Relembrar Joaquim Lagoeiro e o regresso da escrita de Maria Judite de Carvalho
Joaquim Lagoeiro e Maria Judite de Carvalho são nomes maiores da literatura portuguesa
Joaquim Lagoeiro nasceu a 6 de Setembro de 1918, no lugar de Veiros, Estarreja, vindo a falecer em Lisboa a 11 de Março de 2011. Cumprir-se-ão portanto, em Setembro, cem anos do seu nascimento.
Poeta de um lirismo ascético, comovente por vezes, também de uma ácida torrente satírica que vem de Tolentino; prosador exigente, de verbo talhado na melhor tradição romântica, pelo qual se insinua a herança camiliana, o presencismo e a análise social do neo-realismo, Joaquim Lagoeiro ficará na história da Literatura, como bem refere Maria Alzira Seixo, como «um ficcionista hábil, de estilo enxuto e escrita discreta mas sobriamente trabalhada, e que aborda uma problemática atinente às questões maiores da sociedade portuguesa das últimas décadas», mormente sobre o período feroz, de miséria e fome, sofridos pelo povo no consulado salazarento.
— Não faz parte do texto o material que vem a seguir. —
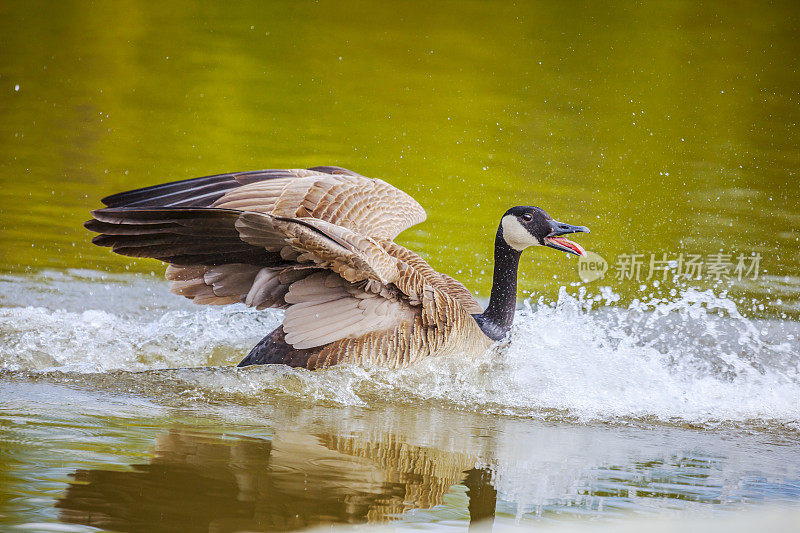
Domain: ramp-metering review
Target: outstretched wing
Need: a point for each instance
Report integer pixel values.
(316, 242)
(371, 207)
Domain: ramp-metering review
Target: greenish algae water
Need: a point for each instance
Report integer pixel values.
(667, 128)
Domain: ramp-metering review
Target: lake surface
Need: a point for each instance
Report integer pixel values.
(670, 387)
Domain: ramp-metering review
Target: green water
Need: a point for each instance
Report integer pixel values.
(668, 128)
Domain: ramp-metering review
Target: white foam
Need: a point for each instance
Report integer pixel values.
(689, 358)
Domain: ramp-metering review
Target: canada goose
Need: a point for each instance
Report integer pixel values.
(319, 243)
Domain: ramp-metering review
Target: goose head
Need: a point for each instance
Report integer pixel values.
(525, 226)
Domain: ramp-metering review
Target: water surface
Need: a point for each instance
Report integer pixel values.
(668, 128)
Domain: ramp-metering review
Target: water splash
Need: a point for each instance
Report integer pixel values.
(691, 357)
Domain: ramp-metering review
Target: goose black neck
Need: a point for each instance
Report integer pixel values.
(499, 315)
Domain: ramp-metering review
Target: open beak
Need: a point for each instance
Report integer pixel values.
(554, 239)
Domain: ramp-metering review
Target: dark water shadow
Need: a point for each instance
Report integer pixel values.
(221, 483)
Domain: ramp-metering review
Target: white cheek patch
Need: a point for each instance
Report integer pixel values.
(516, 235)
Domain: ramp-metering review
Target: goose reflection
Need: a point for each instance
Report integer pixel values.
(212, 482)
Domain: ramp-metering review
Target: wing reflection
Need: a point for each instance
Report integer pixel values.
(221, 483)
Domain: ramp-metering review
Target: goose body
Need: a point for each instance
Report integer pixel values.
(319, 243)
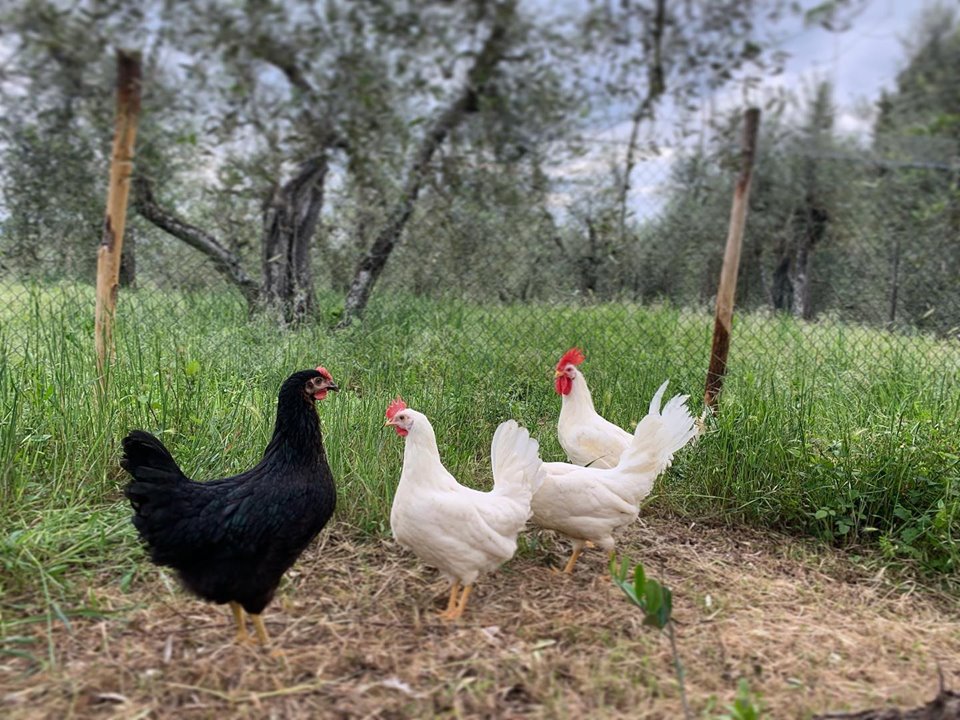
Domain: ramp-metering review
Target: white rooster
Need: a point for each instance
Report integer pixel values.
(586, 437)
(587, 504)
(459, 531)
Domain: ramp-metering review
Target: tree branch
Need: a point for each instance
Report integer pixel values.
(224, 261)
(656, 86)
(477, 84)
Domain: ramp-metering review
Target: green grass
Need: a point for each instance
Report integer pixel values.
(843, 432)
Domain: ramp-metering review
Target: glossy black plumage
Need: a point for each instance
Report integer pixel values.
(231, 540)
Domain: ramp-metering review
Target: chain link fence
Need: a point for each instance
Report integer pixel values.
(850, 255)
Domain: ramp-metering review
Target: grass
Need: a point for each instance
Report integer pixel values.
(846, 433)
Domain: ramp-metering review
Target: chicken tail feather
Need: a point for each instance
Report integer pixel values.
(659, 436)
(152, 466)
(515, 457)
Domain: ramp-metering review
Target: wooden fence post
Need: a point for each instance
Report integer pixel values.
(121, 168)
(731, 261)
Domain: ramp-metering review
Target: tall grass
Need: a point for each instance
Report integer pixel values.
(825, 429)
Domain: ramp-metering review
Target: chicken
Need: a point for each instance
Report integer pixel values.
(588, 504)
(459, 531)
(231, 540)
(586, 437)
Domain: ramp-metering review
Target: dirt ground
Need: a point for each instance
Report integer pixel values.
(356, 622)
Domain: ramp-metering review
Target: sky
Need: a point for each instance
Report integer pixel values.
(860, 62)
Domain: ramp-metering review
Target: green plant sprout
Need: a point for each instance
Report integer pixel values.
(656, 602)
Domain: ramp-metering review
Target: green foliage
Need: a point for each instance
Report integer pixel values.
(654, 599)
(746, 706)
(656, 603)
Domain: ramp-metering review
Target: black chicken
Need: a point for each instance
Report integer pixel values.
(231, 540)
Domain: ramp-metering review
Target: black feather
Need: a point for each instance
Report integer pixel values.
(232, 539)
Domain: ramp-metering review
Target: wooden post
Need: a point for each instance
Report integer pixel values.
(121, 168)
(731, 261)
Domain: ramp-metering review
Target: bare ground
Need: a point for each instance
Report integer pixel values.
(357, 625)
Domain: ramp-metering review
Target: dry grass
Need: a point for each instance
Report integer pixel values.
(356, 622)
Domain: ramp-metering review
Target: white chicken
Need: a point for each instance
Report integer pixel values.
(586, 437)
(459, 531)
(588, 504)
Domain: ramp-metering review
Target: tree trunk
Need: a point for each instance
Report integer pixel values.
(289, 222)
(224, 261)
(373, 263)
(813, 228)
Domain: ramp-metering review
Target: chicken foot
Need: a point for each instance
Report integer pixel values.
(577, 549)
(461, 605)
(242, 638)
(452, 602)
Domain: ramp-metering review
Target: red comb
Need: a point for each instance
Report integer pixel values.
(395, 407)
(573, 356)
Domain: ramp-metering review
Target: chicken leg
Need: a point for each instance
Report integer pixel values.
(262, 635)
(577, 549)
(458, 611)
(452, 603)
(241, 638)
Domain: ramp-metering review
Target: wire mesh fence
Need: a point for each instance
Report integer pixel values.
(850, 257)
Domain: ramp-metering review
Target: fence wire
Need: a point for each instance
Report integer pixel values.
(849, 256)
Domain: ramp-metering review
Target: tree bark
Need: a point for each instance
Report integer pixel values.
(373, 263)
(128, 261)
(289, 223)
(224, 261)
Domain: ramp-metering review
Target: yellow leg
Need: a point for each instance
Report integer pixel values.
(577, 549)
(242, 637)
(452, 603)
(458, 611)
(262, 635)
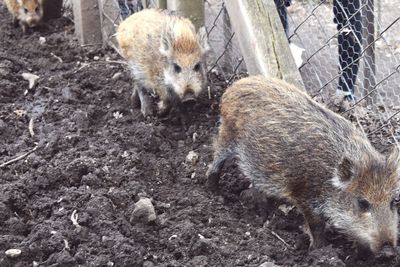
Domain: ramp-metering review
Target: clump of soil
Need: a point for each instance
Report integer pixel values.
(71, 201)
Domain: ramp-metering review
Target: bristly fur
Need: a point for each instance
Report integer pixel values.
(292, 147)
(26, 13)
(163, 52)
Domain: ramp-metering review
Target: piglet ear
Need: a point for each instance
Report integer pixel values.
(344, 174)
(166, 42)
(393, 161)
(203, 39)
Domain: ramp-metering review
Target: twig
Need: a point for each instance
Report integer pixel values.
(280, 239)
(74, 219)
(12, 59)
(19, 157)
(56, 57)
(30, 127)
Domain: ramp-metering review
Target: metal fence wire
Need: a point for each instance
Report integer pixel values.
(347, 51)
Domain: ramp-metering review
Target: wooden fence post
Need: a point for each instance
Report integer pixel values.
(87, 21)
(262, 39)
(110, 19)
(192, 9)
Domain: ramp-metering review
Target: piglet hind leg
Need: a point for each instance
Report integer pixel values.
(214, 171)
(135, 99)
(15, 22)
(315, 227)
(145, 102)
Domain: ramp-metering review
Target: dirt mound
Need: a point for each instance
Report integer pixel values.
(71, 202)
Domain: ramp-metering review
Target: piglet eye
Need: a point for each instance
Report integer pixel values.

Desse labor prosódico, activo na denúncia, singular na forma de abordagem dos fenómenos sociais do seu tempo e, em particular, da sua região de origem, registamos esse poderoso e humano romance que é Viúvas de Vivos, que o fascismo não se coibiu, cumprindo o seu papel histórico, de proibir, o que não impediu este romance de fazer, até hoje, 4 edições.
Viúvas de Vivos traça o drama das mulheres que viram os seus homens partir em busca do sonho americano, e deles não mais tiveram notícia: esses limbo que as faz viúvas de fantasmas.
Joaquim Lagoeiro foi, sobretudo, um exímio contador de estórias. Coisas cerzidas com vagar de artesão lúcido e tenaz. Estórias curtas quase sempre, com tempos e respirações certeiras, mantendo a chama, a atenção viva do leitor, rematada técnica. Contos e novelas moldados a preceito, um estilaço apurado, burilado e destro, ágil nas reverberações da língua, mesmo quando finta os verbos e se excede em latinórios colhidos na cepa dos prodígios linguísticos das terras do litoral beirão. Um esteta da oralidade, das falas de antanho, rudezas avoengas elementares, vernáculo agreste, vivo, curtido, presentes na sua vasta obra romanesca, com destaque para Os Fraldas, Milagre em S. Bartolomeu, Mar Vivo e Caiu um santo do altar.
Maria Judite de Carvalho
A editora Minotauro acaba de editar o 1.º volume das Obras Completas de Maria Judite de Carvalho, que junta dois dos seus mais importantes textos: Tanta Gente, Mariana e As Palavras Poupadas.
Companheira de vida, luta e escrita de Urbano Tavares Rodrigues, ambos vivendo um exílio forçado em Paris, circunstância, embora penosa, que lhes permitiu contactar com as primeiras abordagens estéticas do nouveau roman e conhecer Camus, Sartre e André Malraux.
De regresso a Lisboa, Maria Judite prossegue o seu trabalho como jornalista, produzindo em paralelo uma obra ficcional e poética de referência, exemplar e pioneira no contexto social, cultural e político em que se desenvolveu, na qual a solidão da mulher nos grandes espaços urbanos, o desespero, o desencanto, o desejo, o silêncio, a hipocrisia são erigidos com rara capacidade efabulatória. Derivantes conceptuais que ela integra num discurso ácido, de raiz poética, ora trágico, ora grotesco, mas em que é detectável, e vêm corajosamente expressas nestes dois textos, a luta pela igualdade de direitos, independência e dignidade da mulher face a uma sociedade padronizada pelo homem e vigiada pela cínica moral salazarista.
A obra de Judite de Carvalho, nomeadamente essa inovadora e fascinante arte de contar que é Tanta Gente, Mariana, e que As Palavras Poupadas aprofundará, antecipa e é paradigma das lutas posteriores de uma geração de mulheres escritoras que terão na defesa do feminismo, como forma de transformação social, o elemento catalisador das suas primeiras, e relevante, incursões literárias: Natália Nunes, cuja obra está a ser igualmente reeditada, Teresa Horta, Maria Isabel Barreno e Maria Velho da Costa.